The banking sector still has a long way to go in confronting the business challenges posed by global climate change, according to a report by Ceres, a coalition of investors, environmental groups and other public interest organizations.

Banks and financial institutions, with nearly $6 trillion in market capitalization, are a key player in combating the impacts of climate change and supporting the investments necessary to move the world economy toward reduced greenhouse gas (GHG) emissions, Ceres officials stated.

ccording to the report, some banks are setting internal GHG reduction targets, boosting climate-related equity research and elevating lending and financing for clean energy projects. Many others are still not addressing climate change, and only a handful of the 40 banks studied have begun integrating climate risks into lending by pricing carbon into their finance decisions or setting targets to reduce emissions in their lending portfolios.

"More banks realize that climate change is a big business issue, but their responses so far are the tip of the iceberg of what is needed to tackle this colossal global challenge," said Mindy S. Lubber, Ceres president. "As a key provider of capital and financing worldwide, banks must do more to move the economy away from fossil fuels and high-carbon investments that are exacerbating climate change."

The report employs a "Climate Change Governance Checklist" to evaluate how 16 U.S. and 24 non-U.S. banks are addressing climate change through board of director oversight, management performance, public disclosure, emissions accounting and strategic planning. The report uses data from securities filings, company reports, company Web sites, third-party questionnaires and direct company communications.

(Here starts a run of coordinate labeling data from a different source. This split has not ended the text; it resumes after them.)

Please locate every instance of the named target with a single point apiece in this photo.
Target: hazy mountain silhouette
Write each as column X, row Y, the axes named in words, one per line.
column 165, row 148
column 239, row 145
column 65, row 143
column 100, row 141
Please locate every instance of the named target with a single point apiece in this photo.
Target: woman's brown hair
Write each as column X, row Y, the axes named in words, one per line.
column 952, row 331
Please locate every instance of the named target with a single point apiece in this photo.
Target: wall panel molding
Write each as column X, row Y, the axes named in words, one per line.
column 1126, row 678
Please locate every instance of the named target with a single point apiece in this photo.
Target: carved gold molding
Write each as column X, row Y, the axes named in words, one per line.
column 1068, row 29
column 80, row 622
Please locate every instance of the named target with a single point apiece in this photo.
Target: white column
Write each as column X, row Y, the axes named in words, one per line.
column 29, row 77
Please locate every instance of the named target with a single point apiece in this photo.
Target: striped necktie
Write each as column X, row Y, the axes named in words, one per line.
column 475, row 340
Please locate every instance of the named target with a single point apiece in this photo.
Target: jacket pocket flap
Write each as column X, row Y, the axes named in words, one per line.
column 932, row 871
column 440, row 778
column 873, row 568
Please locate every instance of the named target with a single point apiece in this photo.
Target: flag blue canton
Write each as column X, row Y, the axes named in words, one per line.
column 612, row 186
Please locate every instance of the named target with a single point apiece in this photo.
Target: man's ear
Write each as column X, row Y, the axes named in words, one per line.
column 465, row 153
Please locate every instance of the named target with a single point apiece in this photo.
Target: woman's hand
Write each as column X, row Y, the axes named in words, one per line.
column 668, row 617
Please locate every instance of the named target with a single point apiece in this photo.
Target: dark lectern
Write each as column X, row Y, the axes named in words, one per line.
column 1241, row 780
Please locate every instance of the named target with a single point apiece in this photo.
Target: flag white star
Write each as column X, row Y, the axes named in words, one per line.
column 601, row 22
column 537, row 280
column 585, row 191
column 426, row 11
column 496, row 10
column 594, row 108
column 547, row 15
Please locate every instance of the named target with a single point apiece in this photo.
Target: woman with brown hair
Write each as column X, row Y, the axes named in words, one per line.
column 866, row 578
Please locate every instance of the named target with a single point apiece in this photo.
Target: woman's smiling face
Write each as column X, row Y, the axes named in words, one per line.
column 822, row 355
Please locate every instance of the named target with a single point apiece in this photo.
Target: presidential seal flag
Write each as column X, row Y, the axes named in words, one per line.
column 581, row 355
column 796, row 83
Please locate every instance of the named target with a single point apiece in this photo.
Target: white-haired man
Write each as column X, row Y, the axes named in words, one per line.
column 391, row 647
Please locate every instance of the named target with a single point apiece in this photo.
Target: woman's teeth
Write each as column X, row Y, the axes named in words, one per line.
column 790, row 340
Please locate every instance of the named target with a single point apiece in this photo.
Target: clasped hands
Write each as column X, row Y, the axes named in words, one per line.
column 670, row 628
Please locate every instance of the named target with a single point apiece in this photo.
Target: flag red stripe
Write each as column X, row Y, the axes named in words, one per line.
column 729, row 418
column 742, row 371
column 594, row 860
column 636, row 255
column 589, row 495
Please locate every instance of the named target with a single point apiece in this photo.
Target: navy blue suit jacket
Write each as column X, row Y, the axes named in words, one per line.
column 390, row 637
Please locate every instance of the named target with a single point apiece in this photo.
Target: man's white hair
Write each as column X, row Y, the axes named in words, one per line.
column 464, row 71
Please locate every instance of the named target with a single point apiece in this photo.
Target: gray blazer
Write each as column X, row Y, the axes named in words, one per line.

The report ranked 16 U.S., 15 European, five Asian, three Canadian and one Brazilian bank. The 40 companies include several different classes of financial services firms, including diversified banks, investment banks and asset managers. The final scores are weighted to reflect the fact that some of the banks -- specifically, asset mangers and investment banks -- are not engaged in the full spectrum of product and service offerings assessed by the Climate Change Governance Checklist, Ceres officials stated.